An **AVL Tree in C#** is a specialized Binary Search Tree that improves the worst-case running time by self-balancing. Since an AVL Tree is a specialized Binary Tree, the AVL Tree class is built upon the C# Binary Tree class.

An AVL Tree has the advantage that operations have the same running time across different scenarios. A regular Binary Tree on the other hand has a good expected running time, but has a worst-case running time of that of a LinkedList.

The AVL Tree achieves its stable running time by self-balancing.

The balance of any node on a C# AVL Tree (or any kind of binary tree) is given by:

height of the right subtree - height of the left subtree

By subtracting the difference in heights of the children nodes, the balance of a given node can be calculated. As expected, a low number means that the difference between heights is low, making the AVL Tree balanced. Because an AVL Tree is constantly rebalancing itself, the balance of any given node will always be one of the following values: 0, -1, 1, -2, 2

In all cases, a balance of 2 or -2 means the node is *unbalanced* and the tree has to be rebalanced.

An AVL Tree is rebalanced by *rotating *segments of nodes. An AVL Tree rotation is done by shifting the parent-child relations of a node and it's left or right subtree, depending on whether the rotation is done left or right.

When an AVL Tree is unbalanced, it will always be due to one of four cases. Each case is handled with different rotations to rebalance the tree:

Right-Right: The right subtree outweighs because of a right leaf node. A single left rotation balances the tree.

Right-Left: The right subtree outweighs because of a left leaf node. To balance the right child node is rotated right, then the parent node is rotated left.

Left-Left: The left subtree outweights because of a left leaf node. A single right rotation balances the tree.

Left-Right: Similarly to the Right-Left, except a left rotation is done first followed by a right rotation.

Each of the four cases above can be determined by the balance numbers alone, since a positive balance number means the right subtree outweighs the left and a negative number means the opposite.

Also note that none of the rotations will violate the basic principles of an AVL Tree, elements in the left subtree will still be smaller than elements in the right subtree.

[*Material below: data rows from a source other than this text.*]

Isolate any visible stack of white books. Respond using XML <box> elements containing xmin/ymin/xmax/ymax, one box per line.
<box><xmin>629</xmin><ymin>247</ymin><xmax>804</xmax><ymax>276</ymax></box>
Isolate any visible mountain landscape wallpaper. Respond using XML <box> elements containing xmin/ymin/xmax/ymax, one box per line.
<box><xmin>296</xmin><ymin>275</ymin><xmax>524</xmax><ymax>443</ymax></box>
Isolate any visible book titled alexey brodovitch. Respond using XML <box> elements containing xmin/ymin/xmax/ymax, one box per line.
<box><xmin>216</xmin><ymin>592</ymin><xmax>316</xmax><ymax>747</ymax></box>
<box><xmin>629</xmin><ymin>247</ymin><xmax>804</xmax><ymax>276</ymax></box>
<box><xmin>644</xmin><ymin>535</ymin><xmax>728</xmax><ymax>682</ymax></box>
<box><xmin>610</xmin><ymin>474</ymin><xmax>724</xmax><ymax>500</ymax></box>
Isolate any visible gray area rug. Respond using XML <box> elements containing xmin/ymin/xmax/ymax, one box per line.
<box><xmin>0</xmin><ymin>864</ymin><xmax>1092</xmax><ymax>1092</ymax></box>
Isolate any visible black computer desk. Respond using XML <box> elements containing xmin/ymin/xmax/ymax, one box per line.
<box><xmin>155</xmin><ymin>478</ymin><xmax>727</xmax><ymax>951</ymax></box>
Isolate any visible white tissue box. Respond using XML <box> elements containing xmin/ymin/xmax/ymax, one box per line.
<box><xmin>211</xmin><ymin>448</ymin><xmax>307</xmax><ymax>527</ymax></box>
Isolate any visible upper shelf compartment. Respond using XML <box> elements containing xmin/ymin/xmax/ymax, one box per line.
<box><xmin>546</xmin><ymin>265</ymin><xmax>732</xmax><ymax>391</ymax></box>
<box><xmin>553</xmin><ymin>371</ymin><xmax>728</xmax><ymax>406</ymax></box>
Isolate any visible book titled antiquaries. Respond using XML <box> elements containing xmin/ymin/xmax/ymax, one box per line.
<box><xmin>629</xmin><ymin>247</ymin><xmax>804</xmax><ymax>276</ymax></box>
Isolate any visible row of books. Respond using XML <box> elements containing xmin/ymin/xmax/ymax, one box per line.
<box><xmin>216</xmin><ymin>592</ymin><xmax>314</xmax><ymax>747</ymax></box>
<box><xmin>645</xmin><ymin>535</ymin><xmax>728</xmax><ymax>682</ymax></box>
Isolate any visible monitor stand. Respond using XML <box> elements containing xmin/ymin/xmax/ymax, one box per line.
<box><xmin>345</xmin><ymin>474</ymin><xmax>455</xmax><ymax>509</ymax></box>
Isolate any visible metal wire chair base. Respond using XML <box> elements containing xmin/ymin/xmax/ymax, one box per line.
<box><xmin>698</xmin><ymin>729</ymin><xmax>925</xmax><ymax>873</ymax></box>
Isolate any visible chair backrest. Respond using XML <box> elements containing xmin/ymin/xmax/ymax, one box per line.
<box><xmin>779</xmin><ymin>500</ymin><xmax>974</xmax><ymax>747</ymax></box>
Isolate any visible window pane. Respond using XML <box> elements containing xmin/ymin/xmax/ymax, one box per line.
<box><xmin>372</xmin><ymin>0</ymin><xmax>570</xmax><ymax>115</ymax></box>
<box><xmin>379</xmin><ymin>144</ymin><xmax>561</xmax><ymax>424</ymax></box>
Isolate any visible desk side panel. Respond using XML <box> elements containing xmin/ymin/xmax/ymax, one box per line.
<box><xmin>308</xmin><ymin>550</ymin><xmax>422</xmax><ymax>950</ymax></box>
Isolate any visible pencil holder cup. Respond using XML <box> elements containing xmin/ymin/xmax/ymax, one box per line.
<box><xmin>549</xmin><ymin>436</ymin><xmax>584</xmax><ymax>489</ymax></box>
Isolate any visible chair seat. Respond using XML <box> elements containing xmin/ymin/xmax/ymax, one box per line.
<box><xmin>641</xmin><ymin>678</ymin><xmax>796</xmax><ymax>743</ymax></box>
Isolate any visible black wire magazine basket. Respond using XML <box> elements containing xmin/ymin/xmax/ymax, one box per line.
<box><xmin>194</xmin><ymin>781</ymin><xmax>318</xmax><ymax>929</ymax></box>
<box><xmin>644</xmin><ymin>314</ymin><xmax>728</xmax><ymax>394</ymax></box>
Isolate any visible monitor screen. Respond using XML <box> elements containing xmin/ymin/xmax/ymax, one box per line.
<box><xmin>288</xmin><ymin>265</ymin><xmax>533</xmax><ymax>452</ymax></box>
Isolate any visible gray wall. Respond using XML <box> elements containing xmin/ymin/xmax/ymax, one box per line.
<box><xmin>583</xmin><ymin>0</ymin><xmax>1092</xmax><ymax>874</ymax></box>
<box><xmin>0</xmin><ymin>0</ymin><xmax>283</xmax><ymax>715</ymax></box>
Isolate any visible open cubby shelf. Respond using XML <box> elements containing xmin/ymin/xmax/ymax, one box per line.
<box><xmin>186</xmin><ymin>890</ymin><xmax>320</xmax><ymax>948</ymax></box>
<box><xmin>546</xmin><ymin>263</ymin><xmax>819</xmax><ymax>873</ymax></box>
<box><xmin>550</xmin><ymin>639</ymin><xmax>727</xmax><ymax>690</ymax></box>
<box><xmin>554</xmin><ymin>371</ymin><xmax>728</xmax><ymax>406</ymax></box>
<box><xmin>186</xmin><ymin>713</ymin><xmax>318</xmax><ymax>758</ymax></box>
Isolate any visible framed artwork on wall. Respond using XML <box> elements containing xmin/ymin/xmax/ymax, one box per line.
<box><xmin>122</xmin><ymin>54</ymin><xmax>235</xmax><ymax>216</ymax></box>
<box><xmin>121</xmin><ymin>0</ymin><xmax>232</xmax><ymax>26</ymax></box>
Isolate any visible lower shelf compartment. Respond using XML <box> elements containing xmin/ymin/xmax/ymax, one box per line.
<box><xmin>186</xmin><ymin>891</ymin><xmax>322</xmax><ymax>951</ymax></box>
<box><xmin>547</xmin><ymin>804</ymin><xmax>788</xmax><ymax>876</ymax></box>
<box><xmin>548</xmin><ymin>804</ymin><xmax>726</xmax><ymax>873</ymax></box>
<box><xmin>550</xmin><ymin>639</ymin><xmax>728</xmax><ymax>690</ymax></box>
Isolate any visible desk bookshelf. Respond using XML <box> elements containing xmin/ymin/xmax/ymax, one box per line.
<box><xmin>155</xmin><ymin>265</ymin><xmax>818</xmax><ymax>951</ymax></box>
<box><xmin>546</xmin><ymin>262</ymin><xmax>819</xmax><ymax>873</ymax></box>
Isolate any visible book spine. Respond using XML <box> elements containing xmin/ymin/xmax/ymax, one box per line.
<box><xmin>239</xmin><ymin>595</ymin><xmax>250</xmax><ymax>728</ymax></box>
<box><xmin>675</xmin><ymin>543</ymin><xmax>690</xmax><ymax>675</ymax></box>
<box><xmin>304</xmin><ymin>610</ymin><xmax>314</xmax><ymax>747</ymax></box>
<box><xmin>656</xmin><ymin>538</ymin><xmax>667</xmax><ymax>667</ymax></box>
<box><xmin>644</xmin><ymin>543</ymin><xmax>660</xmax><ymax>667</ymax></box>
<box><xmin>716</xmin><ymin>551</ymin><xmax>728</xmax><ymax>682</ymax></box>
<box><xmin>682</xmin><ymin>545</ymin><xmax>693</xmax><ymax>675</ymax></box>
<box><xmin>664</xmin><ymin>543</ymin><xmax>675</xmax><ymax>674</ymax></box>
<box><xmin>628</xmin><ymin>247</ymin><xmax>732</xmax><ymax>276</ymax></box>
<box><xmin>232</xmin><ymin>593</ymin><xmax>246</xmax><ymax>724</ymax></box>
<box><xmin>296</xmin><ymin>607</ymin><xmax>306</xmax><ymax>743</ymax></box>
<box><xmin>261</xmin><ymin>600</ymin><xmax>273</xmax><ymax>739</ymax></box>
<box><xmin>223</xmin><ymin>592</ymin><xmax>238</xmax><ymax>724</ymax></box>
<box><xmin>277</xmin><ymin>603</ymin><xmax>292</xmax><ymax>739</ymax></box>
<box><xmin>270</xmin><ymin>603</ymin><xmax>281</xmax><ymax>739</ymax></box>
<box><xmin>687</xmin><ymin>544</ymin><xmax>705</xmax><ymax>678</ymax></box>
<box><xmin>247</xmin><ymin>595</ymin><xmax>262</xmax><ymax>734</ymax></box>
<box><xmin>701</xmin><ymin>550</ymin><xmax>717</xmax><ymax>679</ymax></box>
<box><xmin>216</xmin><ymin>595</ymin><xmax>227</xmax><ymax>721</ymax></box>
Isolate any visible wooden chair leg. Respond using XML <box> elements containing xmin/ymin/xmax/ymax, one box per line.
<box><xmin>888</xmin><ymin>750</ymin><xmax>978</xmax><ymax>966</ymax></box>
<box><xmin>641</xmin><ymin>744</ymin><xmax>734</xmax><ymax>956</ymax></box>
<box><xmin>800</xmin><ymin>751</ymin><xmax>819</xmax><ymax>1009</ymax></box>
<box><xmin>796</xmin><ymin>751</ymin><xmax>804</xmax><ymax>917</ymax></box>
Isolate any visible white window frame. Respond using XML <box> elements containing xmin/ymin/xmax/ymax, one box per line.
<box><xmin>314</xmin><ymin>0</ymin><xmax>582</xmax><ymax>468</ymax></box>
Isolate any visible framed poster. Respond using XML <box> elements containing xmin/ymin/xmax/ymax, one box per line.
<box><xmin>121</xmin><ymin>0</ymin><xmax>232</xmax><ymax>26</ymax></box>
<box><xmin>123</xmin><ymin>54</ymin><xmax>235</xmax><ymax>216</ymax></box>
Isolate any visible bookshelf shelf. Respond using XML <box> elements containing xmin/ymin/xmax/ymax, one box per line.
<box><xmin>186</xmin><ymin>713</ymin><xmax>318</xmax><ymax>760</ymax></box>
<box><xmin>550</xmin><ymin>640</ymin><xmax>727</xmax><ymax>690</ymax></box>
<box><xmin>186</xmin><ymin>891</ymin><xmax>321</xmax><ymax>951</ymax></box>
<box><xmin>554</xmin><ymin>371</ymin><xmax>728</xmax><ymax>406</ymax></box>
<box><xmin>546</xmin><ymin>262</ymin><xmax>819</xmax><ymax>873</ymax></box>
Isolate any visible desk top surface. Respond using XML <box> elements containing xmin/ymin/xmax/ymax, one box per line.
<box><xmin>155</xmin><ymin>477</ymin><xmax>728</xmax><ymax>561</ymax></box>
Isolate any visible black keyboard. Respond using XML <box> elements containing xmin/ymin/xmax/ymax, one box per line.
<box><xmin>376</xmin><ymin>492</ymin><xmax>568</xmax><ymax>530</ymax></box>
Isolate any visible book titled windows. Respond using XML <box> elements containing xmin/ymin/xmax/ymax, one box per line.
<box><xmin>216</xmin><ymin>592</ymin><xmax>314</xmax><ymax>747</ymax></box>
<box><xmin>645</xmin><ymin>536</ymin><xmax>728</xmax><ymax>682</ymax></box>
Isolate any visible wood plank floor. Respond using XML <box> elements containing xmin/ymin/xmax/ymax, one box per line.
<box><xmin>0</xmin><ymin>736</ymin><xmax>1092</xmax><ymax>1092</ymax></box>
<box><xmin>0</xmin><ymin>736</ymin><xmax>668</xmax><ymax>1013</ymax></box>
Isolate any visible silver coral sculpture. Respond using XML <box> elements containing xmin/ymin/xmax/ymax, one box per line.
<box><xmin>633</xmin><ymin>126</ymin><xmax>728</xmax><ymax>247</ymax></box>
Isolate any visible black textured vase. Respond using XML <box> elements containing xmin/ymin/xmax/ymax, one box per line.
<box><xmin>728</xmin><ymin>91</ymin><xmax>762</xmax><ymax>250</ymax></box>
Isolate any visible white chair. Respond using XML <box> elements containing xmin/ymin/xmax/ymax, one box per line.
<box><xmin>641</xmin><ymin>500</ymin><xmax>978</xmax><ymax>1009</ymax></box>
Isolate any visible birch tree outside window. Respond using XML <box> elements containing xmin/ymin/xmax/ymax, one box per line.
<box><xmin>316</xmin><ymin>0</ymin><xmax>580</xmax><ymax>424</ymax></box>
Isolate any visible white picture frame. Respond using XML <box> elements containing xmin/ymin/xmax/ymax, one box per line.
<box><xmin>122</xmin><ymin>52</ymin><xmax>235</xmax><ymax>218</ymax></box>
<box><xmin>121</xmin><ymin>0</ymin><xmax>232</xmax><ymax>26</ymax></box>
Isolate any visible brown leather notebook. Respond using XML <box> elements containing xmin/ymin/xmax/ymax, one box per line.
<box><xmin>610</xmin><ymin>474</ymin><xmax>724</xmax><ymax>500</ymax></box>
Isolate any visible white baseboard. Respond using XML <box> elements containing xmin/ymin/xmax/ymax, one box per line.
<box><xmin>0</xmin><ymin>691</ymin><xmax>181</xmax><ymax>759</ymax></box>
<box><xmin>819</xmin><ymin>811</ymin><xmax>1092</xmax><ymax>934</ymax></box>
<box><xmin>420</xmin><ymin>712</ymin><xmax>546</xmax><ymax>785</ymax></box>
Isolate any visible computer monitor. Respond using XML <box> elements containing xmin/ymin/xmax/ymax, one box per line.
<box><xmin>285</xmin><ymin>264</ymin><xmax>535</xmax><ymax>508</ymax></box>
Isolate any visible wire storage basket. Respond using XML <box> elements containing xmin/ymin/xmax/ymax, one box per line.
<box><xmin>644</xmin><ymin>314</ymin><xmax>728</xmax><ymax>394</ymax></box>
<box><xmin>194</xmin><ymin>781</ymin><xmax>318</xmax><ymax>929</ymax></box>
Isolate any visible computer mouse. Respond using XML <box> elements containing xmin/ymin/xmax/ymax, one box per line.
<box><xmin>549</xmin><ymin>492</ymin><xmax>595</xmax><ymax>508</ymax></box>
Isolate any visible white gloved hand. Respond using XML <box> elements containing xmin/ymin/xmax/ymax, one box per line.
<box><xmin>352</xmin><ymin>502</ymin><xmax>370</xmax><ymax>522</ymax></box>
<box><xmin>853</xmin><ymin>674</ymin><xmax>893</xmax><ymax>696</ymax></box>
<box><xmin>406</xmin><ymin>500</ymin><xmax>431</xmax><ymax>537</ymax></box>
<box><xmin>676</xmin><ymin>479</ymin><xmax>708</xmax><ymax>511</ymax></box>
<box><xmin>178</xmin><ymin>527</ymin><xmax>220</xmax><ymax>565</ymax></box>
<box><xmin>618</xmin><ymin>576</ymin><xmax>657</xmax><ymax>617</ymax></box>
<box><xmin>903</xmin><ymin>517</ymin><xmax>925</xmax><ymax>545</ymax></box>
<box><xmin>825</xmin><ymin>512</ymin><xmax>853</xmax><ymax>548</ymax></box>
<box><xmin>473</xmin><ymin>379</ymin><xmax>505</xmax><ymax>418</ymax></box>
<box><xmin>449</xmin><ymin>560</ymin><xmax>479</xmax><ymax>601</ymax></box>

There is only two times when balancing the AVL Tree is necessary: insertion and removal.

An insertion requires that the balance be checked because inserting to one side of the tree might make a subtree "heavier" to its counterpart. Once a node is inserted, the balance of every parent going up the tree until the root has to be double checked.

Similarly a removal can cause a subtree to become "lighter" an unbalance the tree. The same method is applied to rebalance.

A special case when rechecking balances is when the balance is 1 or -1. A balance of 1 or -1 indicates that the height of the tree has not changed, at which case there is no need to keep checking the balance of any more nodes.

Since the **C# AVL Tree** inherits the original Binary Tree, all normal tree operations work as normal (traversals, etc.)...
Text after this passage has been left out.